それもそのはず、信託の日に自身が神子であると託宣を受け、気持ちの整理もできないまま数日たらい回しにあっていたのだ。 この日まで、休みも取れず、動き続けていたこともあり、なにかしていないと気が休まらないのである。
それに本日は、専属の家庭教師と初めて会う日だった。
(うーん、遅いな。 教会は広いし、迷ってしまったのかな)
時間になっても現れない教師に緊張しながらも、待っていたのだった。 それに、周りでよく奇人、変人と噂をされており、その事実がラグナは少し気後れさせていた。
ラグナは叱責されるかもしれない要因を潰さないとと、机から離れ隅々を見て回る。 その後、再度机周辺にあるものを確認し、粗相がないか確かめていると、扉の向こうから、2つの凸凹な足音が迫ってくるのが聞こえ、机の横で背筋を伸ばし息が止まっているのも気に留めず、じっと扉を見ていたのだった。
バンッ!
と、ドアが開け放たれ、申し訳程度に遅れてノックをする。
「失礼しちゃいまーす」
ラグナの目の前に、革のサンダルと黒のハーフパンツ、へそが出るほど短いシャツに右手にはアームウォーマー。 そんな服にあからさまに似合わないであろう白衣を着た長身の女性が、小さな丸メガネを触りながら入ってきた。
横には、褐色肌のおかっぱ少女。 ラグナと年齢も近いように感じる。
そんな光景に、目が点になっていると、女性が茶色の下げ髪を揺らしラグナの前に鼻息を荒くし、迫ってきた。
「うっわ、きれいな顔立ち……、ラグナ様ですよね!? えっ、男の子? それとも、女の子ですか? ねーどっちなんですか。 あたしはどっちでも可!」
ラグナは目の前の女性に手や腕、髪。 全身を舐め回すように触られる。 ラグナは光り輝く目に気圧されながら頭の中で必死になにか言葉を探す。そんなことをしていると突如、女性の頭にミニマムな鉄槌が振り下ろされた。 振り下ろした褐色の少女は、手を払うと、腰に手を当て女性に軽く叱責をしている。

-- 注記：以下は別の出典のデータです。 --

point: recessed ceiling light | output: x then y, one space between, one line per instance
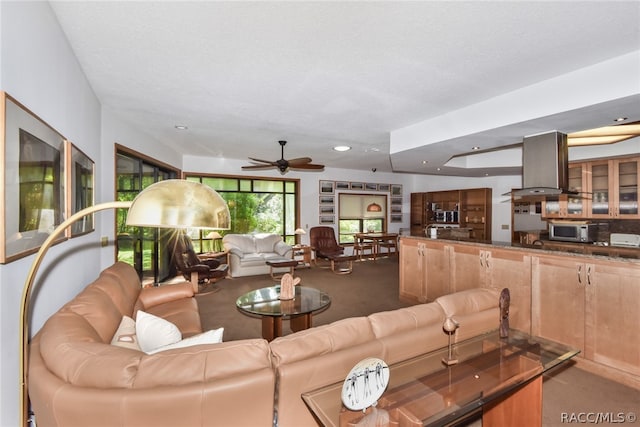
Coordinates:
342 148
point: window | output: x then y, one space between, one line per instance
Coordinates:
255 204
359 213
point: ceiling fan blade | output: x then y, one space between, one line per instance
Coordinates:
299 161
254 167
262 161
307 166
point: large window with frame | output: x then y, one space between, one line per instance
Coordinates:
359 213
256 205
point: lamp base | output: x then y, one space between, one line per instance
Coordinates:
449 361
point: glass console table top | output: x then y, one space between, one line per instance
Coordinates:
265 302
423 391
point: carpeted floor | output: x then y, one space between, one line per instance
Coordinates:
570 394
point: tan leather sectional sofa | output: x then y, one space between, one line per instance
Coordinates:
77 378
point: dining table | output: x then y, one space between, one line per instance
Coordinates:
376 239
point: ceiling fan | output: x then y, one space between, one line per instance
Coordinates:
300 163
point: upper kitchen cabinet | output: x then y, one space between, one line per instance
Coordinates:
613 185
475 206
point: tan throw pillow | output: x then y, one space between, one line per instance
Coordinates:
213 336
125 335
154 332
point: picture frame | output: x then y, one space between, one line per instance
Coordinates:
80 172
327 219
326 200
33 185
327 210
327 187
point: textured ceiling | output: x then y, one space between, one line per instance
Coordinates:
243 75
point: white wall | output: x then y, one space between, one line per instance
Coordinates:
39 69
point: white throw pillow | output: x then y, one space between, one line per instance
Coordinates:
125 335
154 332
213 336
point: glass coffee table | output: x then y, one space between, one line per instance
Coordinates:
265 303
500 377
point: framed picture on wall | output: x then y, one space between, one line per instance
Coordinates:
327 210
326 187
327 219
80 173
34 181
326 200
396 189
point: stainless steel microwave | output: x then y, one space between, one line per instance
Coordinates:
578 232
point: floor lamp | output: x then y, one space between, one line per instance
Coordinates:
171 203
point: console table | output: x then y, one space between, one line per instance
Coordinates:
501 377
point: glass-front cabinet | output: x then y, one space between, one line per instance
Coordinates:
613 185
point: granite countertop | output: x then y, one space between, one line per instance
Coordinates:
582 249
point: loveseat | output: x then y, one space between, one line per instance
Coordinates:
78 377
248 253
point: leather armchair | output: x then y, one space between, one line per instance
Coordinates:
323 241
198 271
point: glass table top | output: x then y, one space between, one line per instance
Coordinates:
266 302
430 393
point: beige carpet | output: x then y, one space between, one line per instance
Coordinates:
570 394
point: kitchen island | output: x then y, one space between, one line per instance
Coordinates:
586 300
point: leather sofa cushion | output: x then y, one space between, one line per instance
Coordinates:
321 340
469 301
397 321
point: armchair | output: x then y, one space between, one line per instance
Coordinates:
323 241
199 272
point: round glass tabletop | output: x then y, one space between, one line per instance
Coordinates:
265 301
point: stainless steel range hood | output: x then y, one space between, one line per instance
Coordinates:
545 165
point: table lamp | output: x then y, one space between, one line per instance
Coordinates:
299 232
214 236
172 203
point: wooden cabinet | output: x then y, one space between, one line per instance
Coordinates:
606 189
418 216
591 305
475 212
557 300
469 208
424 270
478 267
613 186
611 316
411 270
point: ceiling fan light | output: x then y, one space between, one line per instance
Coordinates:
342 148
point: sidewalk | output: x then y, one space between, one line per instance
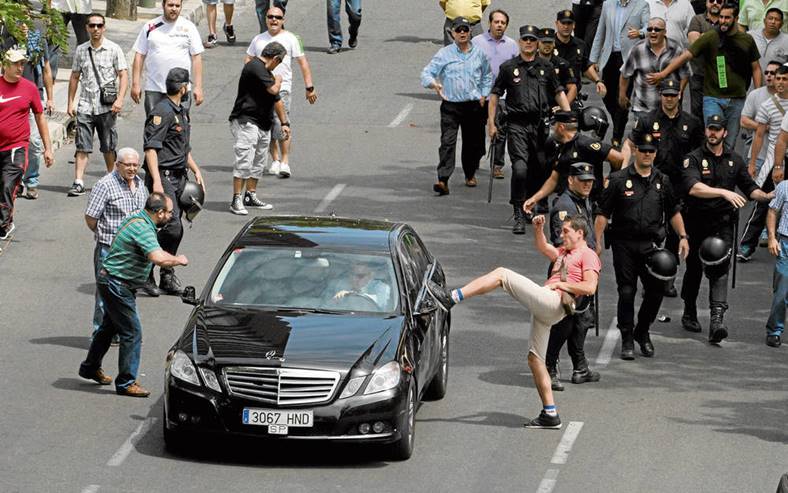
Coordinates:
124 33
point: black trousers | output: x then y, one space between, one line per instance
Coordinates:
629 262
526 149
757 220
172 181
698 229
610 75
468 117
12 166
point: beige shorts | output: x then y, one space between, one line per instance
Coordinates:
543 303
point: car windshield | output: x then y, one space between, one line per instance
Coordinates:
308 279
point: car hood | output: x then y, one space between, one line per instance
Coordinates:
255 337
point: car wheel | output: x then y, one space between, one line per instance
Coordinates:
403 448
437 388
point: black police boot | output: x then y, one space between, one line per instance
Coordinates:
627 345
519 219
555 381
717 331
169 283
150 287
689 319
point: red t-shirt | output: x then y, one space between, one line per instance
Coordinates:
16 101
577 261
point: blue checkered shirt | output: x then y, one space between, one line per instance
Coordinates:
110 201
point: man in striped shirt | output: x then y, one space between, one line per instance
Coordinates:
461 75
128 265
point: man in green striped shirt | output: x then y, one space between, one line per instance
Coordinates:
133 252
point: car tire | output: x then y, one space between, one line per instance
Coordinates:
402 449
439 383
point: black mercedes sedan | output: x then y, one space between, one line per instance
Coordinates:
312 328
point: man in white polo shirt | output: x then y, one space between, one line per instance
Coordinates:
167 42
275 19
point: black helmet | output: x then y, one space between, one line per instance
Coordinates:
662 265
594 118
191 200
714 251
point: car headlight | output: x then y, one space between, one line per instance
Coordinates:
384 378
209 377
182 368
352 386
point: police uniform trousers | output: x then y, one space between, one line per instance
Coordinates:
173 181
699 228
629 262
468 117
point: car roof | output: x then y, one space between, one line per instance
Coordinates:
318 231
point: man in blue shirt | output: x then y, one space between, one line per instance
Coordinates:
462 77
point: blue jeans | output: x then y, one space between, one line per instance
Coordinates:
120 317
730 108
776 322
99 254
353 9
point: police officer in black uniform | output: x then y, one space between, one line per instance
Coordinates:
710 175
639 201
167 161
676 132
531 89
574 147
572 330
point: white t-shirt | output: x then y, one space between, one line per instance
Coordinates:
166 46
293 45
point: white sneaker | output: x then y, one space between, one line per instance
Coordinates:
237 206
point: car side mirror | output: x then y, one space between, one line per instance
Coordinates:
189 295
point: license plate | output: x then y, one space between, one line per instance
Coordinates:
277 421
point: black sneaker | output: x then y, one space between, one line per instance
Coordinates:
229 33
545 421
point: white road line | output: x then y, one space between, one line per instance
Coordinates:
330 196
125 449
401 116
548 482
611 339
565 445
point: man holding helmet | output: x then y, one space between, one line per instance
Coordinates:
710 174
640 201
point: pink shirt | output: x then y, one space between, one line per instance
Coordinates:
577 261
16 101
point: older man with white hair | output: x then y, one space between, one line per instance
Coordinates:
114 197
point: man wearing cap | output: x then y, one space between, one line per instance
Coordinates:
572 329
531 88
575 52
674 131
574 147
471 10
639 201
655 52
711 174
18 97
461 75
168 158
499 48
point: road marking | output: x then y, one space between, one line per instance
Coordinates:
611 339
548 482
330 196
565 446
401 116
125 449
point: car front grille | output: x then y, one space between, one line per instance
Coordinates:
281 386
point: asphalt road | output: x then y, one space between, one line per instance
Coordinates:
694 418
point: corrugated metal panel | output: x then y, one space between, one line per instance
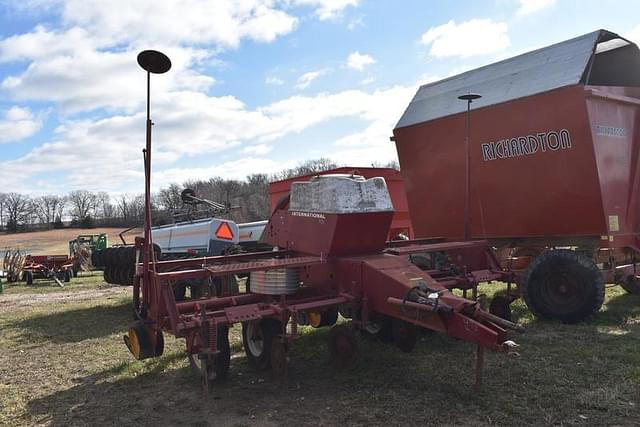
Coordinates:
541 70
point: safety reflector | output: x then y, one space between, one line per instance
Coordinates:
224 232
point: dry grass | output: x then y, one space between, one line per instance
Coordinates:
62 362
52 242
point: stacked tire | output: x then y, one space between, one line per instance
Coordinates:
118 263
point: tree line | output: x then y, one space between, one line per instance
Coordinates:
248 199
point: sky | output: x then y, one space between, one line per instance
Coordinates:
256 86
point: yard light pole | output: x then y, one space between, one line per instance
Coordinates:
469 97
154 62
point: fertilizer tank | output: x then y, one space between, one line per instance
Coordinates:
554 148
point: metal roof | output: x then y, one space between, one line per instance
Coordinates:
562 64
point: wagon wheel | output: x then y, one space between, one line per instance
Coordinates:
564 285
257 338
217 368
279 358
343 347
405 335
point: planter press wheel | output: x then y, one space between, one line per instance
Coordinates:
405 335
343 347
258 338
378 327
209 370
563 285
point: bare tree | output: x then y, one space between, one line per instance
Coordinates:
306 168
83 203
18 209
392 164
169 198
46 208
3 198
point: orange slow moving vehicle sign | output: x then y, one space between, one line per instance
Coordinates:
224 232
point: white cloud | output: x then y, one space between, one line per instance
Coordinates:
528 7
470 38
222 22
193 125
257 150
307 78
88 78
357 61
634 35
232 169
18 123
328 9
274 81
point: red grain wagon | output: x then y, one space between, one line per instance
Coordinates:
554 167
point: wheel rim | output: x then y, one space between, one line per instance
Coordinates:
255 339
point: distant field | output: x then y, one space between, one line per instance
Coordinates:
53 242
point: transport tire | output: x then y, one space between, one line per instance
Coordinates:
563 285
219 369
257 339
631 285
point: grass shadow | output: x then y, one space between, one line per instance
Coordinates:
74 325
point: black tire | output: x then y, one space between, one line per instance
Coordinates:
260 355
631 285
179 291
379 328
329 317
563 285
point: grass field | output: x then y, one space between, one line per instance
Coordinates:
62 362
54 242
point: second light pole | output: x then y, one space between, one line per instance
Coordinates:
469 97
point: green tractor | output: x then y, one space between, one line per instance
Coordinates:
94 242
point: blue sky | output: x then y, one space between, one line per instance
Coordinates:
256 85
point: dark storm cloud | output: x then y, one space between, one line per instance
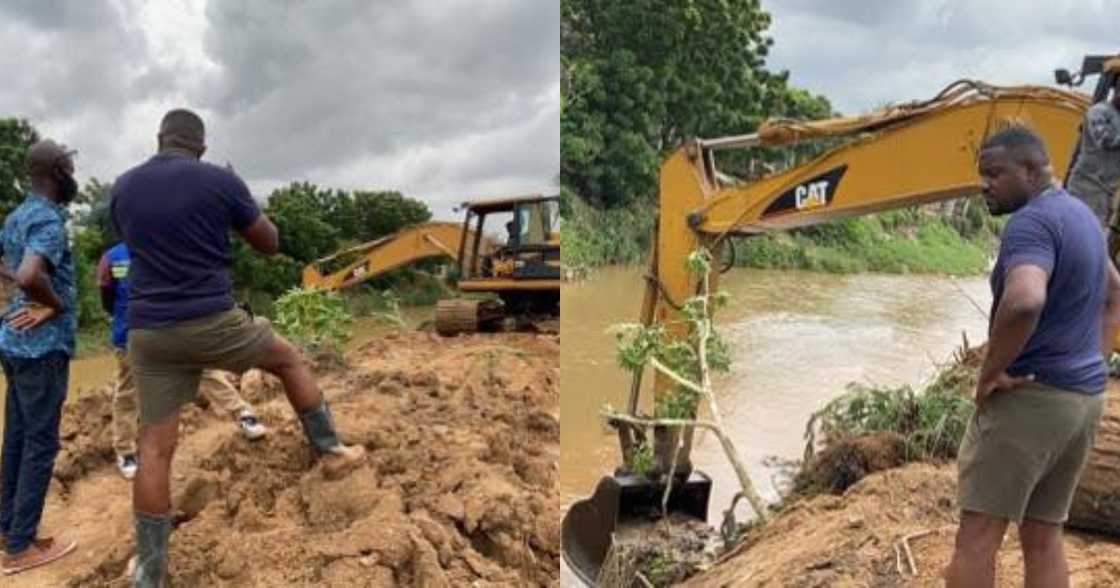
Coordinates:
306 87
437 99
865 54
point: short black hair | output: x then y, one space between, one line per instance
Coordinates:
1019 141
183 129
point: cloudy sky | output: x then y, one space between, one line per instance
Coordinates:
444 100
865 53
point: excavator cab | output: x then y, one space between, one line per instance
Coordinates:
510 250
515 240
506 253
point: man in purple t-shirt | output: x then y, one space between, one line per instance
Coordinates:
1055 311
175 214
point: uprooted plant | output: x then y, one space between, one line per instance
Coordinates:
687 361
314 319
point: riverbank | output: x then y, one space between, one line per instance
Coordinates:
877 506
460 486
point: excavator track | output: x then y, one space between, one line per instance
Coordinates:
459 315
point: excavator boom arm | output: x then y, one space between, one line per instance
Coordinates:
899 156
414 243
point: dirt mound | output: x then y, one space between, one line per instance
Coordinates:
850 540
847 462
459 487
1097 504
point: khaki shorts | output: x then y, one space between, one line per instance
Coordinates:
168 362
1024 450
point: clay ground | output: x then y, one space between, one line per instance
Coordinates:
850 540
459 490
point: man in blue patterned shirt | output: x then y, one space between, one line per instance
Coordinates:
36 346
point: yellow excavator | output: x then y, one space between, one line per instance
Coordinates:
506 253
904 155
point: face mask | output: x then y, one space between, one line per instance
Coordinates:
67 187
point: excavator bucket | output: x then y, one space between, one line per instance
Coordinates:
588 528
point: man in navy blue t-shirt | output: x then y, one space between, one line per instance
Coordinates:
175 213
1054 316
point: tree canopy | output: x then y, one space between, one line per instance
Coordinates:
638 77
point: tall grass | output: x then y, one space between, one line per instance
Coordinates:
932 421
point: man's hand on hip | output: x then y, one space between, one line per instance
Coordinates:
30 316
1002 381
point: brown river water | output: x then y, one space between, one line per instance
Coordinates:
796 337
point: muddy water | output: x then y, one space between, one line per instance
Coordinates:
796 337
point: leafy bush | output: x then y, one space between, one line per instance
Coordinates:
932 421
313 317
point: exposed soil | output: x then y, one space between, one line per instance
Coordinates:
459 488
849 540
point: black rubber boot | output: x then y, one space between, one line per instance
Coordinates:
319 428
152 535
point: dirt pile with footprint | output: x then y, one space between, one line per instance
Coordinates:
459 487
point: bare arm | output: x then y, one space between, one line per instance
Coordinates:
1111 318
262 235
1016 318
35 280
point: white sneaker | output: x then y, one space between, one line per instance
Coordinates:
251 428
127 465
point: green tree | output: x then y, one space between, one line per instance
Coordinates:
638 77
384 213
17 136
299 212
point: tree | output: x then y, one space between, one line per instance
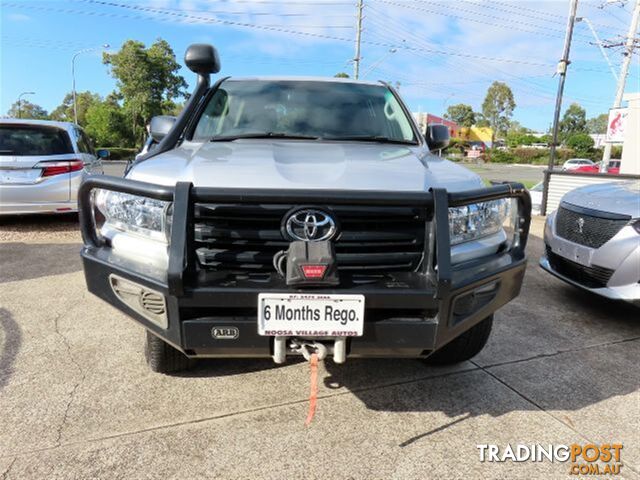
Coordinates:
581 143
598 124
497 108
84 100
461 114
146 79
573 121
26 109
105 124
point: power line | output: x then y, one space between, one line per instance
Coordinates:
518 8
196 19
509 26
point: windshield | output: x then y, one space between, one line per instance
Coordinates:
23 140
304 109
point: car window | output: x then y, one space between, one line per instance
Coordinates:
22 140
304 108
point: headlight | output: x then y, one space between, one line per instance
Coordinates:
477 220
143 216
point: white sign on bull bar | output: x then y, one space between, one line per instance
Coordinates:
616 125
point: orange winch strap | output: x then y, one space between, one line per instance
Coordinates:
313 396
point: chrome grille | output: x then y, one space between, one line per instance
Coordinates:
591 277
244 238
589 230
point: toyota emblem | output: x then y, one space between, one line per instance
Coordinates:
310 226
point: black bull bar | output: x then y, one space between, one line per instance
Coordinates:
436 289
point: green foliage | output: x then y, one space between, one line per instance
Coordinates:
497 107
500 156
580 142
573 121
598 124
462 114
84 100
519 139
105 124
146 79
26 109
535 156
457 145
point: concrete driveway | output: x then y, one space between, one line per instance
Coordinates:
77 400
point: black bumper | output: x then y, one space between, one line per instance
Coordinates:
406 315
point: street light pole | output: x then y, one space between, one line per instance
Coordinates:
356 58
73 76
562 71
20 102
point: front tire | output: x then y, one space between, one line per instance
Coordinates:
466 346
163 358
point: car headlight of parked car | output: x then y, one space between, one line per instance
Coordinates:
143 216
477 220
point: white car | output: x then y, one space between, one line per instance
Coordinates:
573 163
42 164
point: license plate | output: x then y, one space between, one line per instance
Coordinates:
25 176
310 315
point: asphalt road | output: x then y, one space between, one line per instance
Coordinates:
78 401
507 172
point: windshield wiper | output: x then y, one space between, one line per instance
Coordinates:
372 138
230 138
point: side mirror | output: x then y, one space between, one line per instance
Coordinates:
103 153
437 137
160 126
202 59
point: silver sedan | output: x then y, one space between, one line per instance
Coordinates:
593 240
42 164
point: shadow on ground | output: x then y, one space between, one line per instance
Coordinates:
25 261
11 341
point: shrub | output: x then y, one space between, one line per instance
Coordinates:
499 156
456 145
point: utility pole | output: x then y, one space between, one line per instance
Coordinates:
622 79
356 59
20 102
599 44
562 71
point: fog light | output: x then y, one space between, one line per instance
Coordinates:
148 303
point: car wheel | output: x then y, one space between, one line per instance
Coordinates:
466 346
163 358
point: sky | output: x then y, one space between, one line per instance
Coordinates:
439 52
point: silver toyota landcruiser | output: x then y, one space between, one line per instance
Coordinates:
282 217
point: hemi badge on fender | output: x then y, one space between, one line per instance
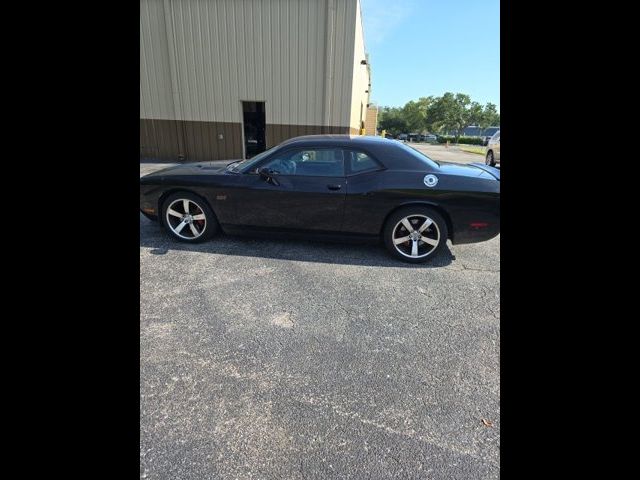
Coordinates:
430 180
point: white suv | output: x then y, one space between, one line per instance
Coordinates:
493 150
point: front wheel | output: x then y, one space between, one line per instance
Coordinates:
188 218
415 234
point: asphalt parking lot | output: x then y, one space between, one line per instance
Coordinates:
277 359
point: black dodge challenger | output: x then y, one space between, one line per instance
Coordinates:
358 187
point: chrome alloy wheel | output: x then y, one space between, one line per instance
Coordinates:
186 219
416 236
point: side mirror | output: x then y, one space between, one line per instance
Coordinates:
268 175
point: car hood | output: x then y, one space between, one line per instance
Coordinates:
470 170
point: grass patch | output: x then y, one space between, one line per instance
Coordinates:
472 149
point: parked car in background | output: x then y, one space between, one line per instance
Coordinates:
488 133
493 150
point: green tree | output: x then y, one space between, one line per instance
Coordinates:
392 120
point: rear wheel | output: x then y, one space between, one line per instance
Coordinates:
188 218
490 160
415 234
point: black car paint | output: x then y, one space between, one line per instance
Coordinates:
245 202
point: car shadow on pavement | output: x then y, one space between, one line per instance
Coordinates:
154 237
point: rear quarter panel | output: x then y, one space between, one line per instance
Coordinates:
464 200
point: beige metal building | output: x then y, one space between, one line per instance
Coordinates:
225 79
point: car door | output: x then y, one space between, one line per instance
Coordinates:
306 191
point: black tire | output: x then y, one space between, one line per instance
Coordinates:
489 160
394 229
206 227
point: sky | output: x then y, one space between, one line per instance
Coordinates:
419 48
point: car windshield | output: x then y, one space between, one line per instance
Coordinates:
237 167
419 155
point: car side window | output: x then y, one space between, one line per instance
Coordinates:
361 162
312 162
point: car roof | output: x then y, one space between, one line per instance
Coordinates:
335 139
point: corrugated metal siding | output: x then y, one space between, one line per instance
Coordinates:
200 58
360 74
231 50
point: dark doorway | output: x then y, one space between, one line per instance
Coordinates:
254 128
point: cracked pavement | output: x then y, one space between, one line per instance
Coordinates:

女性は平謝りをしながら、いてて、と言葉を漏らし頭を擦った。
「んーまあ、いいや」
女性はゆっくり立ち上がると、一度ラグナから離れ、翻るとともに大股を広げ白衣を羽ばたかせた。
「あたしはマヤで、この子がゾーイ。 そんでこれから、あたしがラグナ様の先生になるってわけです!」
その言葉とともに、決めポーズを決める二人。 一瞬なんとも言えない無音がこの中に漂う。 ラグナはあっけにとられていると、無音を切り裂くように二人がすごい勢いで迫ってくる。
「よろしく!」
「なのです!」
開かれた扉の上部の蝶番が外れ、ギコギコと頼りない音を出しながら小さく揺れている。
ラグナは、今目の前で起きたすべてのことが飲み込めず、ただ呆然としながら、目の前に差し出された2つの手に対し、反射的に返す。 いまはただ考えることをやめ、この状況に身を委ねることに決めたのだった。